Ho già sottolineato che l’identità armena non si è radicata su una territorialità stabile, ma su una appartenenza religiosa, linguistica, culturale, ma soprattutto sull’apertura all’altro. Più di cento etnie del Caucaso sono scomparse, ma gli armeni esistono ancora, tre milioni nella patria ritrovata, dieci milioni in diaspora, cittadini svincolati dal possesso del territorio, portatori di una identità capace di riconoscere nell’altro la comune umanità, impegnati a sostenere una condivisione dello spazio comune.

Chiudo ricordando un episodio che mi è accaduto in Armenia. Negli anni 1988 e 1989 , in un quadro di conflittualità nascente che ha portato poi alla guerra tra l’ Azerbaigian e l’enclave armena del Nagorno Karabagh, un mullah azero che viveva con la sua comunità musulmana in terra armena, a Evlu, e un maestro di scuola armeno che viveva con la sua comunità armena in un villaggio dell’Azerbaigian si sono incontrati, hanno abitato insieme per conoscersi e sono poi riusciti a concordare lo scambio tra le due comunità: ognuna di esse ha messo a disposizione dell’altra le proprie case, le scuole, i campi, gli animali, gli attrezzi. Non è bastato ad evitare la guerra, ma i due Giusti, hanno salvato delle vite, evitando che venissero snaturate dalla guerra e chi salva una vita non salva il mondo intero, ma opera per la realizzazione della nostra comune umanità.

Esprimo profonda gratitudine alla Presidente emerita Assunta Gallo Afflitto, alla Giuria e a tutti i presenti.

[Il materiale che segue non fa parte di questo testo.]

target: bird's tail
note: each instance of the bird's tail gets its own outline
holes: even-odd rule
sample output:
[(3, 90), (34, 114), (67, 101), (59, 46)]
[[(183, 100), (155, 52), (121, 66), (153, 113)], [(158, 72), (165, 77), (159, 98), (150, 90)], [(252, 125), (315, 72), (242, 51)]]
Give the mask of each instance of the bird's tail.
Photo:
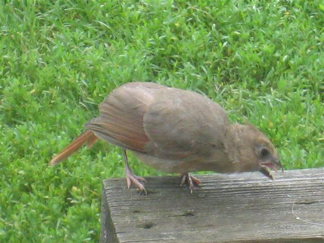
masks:
[(98, 137), (91, 131), (86, 130), (72, 141), (62, 151), (53, 158), (49, 163), (50, 166), (57, 165), (79, 149), (85, 143), (90, 148), (96, 142)]

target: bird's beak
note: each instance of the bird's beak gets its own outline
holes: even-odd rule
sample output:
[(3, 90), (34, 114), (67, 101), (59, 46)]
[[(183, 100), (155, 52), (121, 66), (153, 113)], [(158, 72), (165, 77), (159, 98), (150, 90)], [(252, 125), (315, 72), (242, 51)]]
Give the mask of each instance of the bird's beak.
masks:
[(284, 168), (280, 160), (278, 159), (273, 159), (267, 162), (260, 163), (260, 172), (270, 179), (273, 180), (273, 177), (270, 169), (272, 169), (276, 172), (277, 167), (280, 167), (282, 172), (284, 171)]
[(265, 166), (268, 168), (272, 169), (276, 172), (277, 172), (277, 167), (279, 167), (281, 171), (284, 171), (284, 168), (279, 159), (272, 159), (270, 161), (261, 163), (261, 166)]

Voglio dedicare questo premio all’amico Gabriele Nissim, Presidente di Gariwo, con il quale percorro da anni una strada che ci vede impegnati a scoprire e far vivere nei Giardini le storie dei Giusti dell’Umanità per donarle a chi verrà dopo di noi, nella speranza che queste luci restino accese nei tanti momenti bui della storia e rendano visibile e chiara la strada da percorrere.